Mix it with the yokes, put it back on the eggs, in the smoker on a low heat around 130-140 for 30 minutes.


----------



## justsmoke2 (Feb 26, 2009)

I have been doing smoked eggs now for 7 years.  They are one of the most requested side items I do.  Most I have done at one time is 9 dozen.  IMO you would be better off boiling first then peeling then smoke'm.  When doing them this method you don't have to worry about otbs. Rolling smokes works well.  I have GOSM BB and I get the smoke rolling then set at 250 for 20 to 30 minutes or nice light golden brown.  Some will say well you get rack marks well they seem to go quicker.  DO NOT cut them in half before smoking.  Leave them whole.  Otherwise you will have a rubber mess.  As for my devil mixture I do like if they was just plain.  I do toss in some Kraft whipped Horse radish asuce.  Just hint to make you guess whats in there.  Then a little garlic powder and paprika dusting at the end.  Either way there great.


----------



## meat hunter (Feb 26, 2009)

Ya know I did one whole without the shell, and yeah, the smoke did it work. This was a first for me, heck Ill try anything. Some told me to try it with the shell on, I think that its just too much of a barrier for the smoke. As far as the rack marks go, I can live with that. These did have a slight, very slight rubber texture,(the whites) but not bad. The wife has a cheap glass serving dish thats made for deviled eggs, you probably seen them, they hold each egg individually for decorative purposes. Im going to look for some and try them as I think that may prevent any rubbery texture. She will not let me use her good one. But I was quite surprised by them. Ive never really been a big devil egg fan, but I tell ya, if there were 50 of them on that plate that I made this evening, I would have ate them all.
	

	
	
		
		



		
		
	


	




Thanks for your input, I appreciate it.


----------



## flatbroke (Nov 29, 2009)

Okie dokie,  I got a dozen on the rack getting a full dose of smoke.


----------



## rivet (Nov 29, 2009)

Hey good deal! You're gonna love them....

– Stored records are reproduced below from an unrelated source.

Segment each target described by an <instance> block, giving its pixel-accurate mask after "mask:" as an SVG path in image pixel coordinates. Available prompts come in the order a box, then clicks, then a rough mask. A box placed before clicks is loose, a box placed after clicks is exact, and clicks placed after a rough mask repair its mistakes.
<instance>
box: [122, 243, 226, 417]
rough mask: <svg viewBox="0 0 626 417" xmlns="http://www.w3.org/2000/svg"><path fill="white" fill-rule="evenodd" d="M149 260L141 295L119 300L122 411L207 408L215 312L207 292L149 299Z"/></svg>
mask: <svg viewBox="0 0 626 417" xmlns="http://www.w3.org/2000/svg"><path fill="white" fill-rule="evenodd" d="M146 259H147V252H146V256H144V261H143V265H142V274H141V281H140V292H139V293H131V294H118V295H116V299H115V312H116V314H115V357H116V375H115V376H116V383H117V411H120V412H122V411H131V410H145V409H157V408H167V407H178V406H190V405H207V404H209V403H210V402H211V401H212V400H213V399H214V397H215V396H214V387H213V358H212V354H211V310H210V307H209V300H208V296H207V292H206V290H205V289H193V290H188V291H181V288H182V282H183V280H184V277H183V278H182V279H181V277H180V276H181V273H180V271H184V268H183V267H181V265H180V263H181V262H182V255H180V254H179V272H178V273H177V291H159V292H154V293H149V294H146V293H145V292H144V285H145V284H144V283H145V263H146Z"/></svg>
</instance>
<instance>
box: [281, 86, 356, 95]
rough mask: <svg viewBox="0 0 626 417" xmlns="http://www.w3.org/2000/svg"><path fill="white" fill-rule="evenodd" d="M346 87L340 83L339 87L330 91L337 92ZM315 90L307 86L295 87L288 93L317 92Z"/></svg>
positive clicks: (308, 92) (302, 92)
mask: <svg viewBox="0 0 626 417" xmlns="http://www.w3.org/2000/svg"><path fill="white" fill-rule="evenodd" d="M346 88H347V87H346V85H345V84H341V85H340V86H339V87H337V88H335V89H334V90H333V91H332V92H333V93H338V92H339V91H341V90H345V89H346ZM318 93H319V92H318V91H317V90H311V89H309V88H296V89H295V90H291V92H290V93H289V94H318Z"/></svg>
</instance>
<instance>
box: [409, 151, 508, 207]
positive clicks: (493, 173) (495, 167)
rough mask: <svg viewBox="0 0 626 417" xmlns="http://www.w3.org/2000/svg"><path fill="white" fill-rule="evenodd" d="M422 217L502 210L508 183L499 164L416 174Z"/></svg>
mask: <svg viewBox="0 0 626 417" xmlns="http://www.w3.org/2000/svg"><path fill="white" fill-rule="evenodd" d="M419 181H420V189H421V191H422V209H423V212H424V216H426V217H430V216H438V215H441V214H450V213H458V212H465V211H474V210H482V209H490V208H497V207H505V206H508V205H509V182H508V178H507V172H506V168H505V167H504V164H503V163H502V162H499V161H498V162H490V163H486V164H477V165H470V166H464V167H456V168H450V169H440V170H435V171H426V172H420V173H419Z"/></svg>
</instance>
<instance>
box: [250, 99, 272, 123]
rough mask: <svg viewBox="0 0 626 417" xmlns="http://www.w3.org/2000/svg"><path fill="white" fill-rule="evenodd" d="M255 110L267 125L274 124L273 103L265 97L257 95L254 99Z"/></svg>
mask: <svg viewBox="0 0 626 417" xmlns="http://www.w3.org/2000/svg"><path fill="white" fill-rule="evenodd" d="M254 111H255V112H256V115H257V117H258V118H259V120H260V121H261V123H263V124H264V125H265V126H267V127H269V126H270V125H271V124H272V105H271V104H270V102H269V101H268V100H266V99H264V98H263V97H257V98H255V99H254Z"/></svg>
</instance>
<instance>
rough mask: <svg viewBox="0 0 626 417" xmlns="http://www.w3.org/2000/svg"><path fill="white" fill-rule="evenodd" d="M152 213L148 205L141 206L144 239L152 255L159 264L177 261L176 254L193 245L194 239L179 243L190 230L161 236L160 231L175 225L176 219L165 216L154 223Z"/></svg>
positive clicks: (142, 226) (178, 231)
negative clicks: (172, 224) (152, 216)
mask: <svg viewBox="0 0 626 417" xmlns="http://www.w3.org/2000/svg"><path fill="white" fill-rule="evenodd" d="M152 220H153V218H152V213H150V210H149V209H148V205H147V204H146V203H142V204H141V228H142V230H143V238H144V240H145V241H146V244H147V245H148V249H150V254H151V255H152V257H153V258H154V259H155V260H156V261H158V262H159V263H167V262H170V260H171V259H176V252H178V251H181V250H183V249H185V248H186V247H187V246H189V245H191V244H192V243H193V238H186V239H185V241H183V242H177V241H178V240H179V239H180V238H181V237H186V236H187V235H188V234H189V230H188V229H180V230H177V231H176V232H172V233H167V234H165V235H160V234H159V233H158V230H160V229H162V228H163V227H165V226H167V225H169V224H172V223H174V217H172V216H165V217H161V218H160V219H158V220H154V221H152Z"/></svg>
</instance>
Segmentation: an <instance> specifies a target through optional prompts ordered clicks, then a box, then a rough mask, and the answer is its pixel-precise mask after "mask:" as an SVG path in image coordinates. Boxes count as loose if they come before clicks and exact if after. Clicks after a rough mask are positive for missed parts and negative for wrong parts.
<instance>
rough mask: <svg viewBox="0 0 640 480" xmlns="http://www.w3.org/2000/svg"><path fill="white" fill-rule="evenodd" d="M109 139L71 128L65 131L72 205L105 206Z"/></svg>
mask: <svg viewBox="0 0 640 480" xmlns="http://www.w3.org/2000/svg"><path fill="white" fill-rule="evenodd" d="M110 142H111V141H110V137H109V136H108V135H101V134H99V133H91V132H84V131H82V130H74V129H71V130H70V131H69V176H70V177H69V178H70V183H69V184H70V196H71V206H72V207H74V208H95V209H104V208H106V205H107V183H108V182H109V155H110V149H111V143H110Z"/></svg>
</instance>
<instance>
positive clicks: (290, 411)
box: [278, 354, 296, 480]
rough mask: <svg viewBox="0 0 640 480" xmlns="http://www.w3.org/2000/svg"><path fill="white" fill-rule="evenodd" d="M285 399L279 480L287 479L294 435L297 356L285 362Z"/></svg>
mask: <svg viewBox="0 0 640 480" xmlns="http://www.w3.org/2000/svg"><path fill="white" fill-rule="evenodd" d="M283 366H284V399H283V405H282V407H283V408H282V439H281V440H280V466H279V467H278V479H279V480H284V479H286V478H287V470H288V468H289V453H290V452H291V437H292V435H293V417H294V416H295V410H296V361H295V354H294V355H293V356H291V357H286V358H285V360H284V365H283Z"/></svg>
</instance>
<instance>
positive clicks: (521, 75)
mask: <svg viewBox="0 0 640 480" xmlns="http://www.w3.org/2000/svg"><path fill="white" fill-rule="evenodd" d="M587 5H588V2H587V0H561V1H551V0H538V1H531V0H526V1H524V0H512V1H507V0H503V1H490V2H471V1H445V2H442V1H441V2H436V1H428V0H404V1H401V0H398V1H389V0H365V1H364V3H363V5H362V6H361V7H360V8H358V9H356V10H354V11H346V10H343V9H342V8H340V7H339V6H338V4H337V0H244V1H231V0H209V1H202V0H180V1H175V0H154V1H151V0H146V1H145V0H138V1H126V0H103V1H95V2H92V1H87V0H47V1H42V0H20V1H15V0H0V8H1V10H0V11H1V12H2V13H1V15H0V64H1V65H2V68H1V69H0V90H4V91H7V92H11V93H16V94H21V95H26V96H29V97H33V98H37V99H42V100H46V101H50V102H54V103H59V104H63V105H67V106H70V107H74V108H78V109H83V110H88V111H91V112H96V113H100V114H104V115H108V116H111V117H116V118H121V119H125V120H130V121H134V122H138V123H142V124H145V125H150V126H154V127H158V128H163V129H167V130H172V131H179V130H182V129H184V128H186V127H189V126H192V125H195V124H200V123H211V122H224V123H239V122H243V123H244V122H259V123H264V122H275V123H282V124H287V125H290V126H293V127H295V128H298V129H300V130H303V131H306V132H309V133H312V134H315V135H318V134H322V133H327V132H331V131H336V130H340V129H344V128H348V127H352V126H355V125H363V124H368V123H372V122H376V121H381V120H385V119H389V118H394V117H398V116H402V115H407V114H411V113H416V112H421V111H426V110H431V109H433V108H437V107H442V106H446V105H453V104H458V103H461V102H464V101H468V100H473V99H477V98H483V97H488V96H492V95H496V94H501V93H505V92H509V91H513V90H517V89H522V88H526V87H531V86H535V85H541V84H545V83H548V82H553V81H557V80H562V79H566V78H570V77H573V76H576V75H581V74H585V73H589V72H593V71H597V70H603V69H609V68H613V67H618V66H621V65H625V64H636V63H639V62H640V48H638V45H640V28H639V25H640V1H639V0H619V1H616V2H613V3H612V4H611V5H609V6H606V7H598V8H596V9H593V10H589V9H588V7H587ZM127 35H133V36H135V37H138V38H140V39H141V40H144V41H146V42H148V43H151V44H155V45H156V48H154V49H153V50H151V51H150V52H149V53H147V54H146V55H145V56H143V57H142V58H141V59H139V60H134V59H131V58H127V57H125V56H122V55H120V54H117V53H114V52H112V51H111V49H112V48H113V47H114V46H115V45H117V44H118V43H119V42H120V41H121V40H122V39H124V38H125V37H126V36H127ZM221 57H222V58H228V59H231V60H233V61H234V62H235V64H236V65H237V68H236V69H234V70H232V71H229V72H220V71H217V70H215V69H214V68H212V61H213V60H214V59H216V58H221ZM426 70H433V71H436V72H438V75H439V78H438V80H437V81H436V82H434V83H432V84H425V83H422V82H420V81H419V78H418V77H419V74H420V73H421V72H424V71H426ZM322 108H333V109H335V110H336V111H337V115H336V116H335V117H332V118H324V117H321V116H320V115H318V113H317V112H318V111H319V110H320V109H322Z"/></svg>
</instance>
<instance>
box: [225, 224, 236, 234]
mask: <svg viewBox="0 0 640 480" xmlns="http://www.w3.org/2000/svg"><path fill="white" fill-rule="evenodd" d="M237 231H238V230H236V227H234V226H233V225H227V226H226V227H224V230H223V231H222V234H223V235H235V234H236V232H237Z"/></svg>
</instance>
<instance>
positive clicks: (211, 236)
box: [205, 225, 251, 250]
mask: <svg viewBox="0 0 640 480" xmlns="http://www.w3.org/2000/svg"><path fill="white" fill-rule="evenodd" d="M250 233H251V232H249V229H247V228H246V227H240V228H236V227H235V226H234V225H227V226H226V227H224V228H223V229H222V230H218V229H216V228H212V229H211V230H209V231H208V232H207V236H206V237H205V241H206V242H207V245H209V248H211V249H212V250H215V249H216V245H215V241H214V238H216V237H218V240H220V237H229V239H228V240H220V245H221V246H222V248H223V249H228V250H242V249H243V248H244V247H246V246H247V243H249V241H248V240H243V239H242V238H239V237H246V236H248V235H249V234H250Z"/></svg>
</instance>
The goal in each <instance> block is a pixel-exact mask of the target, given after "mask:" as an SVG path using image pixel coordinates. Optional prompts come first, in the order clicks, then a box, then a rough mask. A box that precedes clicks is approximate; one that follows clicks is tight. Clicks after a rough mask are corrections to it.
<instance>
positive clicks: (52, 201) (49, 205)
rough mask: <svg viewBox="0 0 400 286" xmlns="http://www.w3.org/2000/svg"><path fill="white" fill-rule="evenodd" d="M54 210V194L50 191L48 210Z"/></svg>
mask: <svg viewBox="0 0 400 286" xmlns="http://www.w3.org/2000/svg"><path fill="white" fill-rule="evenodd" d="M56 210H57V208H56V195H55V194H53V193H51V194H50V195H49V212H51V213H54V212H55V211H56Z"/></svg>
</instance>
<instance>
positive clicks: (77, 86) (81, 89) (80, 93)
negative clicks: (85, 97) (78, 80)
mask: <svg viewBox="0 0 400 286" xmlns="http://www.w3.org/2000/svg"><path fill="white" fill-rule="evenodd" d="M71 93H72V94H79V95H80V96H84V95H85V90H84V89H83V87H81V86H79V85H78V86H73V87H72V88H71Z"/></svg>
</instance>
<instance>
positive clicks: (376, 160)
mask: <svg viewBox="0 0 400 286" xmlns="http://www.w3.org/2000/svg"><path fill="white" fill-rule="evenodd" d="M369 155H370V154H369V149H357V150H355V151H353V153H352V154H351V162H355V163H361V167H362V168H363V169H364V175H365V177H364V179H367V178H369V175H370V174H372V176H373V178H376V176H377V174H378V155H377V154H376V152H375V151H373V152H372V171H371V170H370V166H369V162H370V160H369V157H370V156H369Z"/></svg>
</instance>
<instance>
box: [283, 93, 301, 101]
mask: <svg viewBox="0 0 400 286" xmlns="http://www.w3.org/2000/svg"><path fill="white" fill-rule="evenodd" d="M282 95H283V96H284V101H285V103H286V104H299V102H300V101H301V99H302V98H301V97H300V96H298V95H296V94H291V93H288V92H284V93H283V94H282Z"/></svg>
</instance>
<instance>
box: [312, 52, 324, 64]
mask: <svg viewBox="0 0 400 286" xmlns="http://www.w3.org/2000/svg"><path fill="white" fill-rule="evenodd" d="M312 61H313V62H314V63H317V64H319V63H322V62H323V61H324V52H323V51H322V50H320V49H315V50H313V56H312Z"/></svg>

Here's a pic from last summer when they were done and I was putting short ribs on-



We peeled them and made deviled eggs out of that batch...excellent!

Good luck to you!


----------



## vernski (Jun 21, 2010)

I have tried different ways to smoke eggs but ended up boiling the eggs peeling them then smoking them, and here everybody seems to like a different level of smoke flavor. Some like it light, some want it to jump at you and say "SMOKE" If you like it light use pecan and keep the time short, if you want it heavy use hickory and smoke it longer. Myself I like apple or cherry and about a 1/2 hour, but the time is up to your pallet. When they are done smoking I pickle them if you can keep from eating them. I make up my own pickle juice 2 parts apple cider vinegar, 1 part water, 1 part pickling salt, 2 parts dark brown sugar. I like it hot so i use a dozen jalapenos but I take the seeds & pulp out, and reserve the seeds & pulp to use latter after a week check an egg see if it's hot enough for you. If it's not add some of the pulp & seeds, you will be surprised how much of the heat & salt the eggs will absorb. I have also brine-ed them overnight in salt & brown-sugar plus garlic & onion power plus Tabasco or Cayenne before smoking, I like them best pickled with small carrots, onions,clove's of garlic, celery, peppercorns.You can steam the veggies a little it will speed up the picking. They need to sit 2-3 weeks if you can stay out of them....Vernski    By the way I cold smoke the eggs otherwise they will be to dry.


----------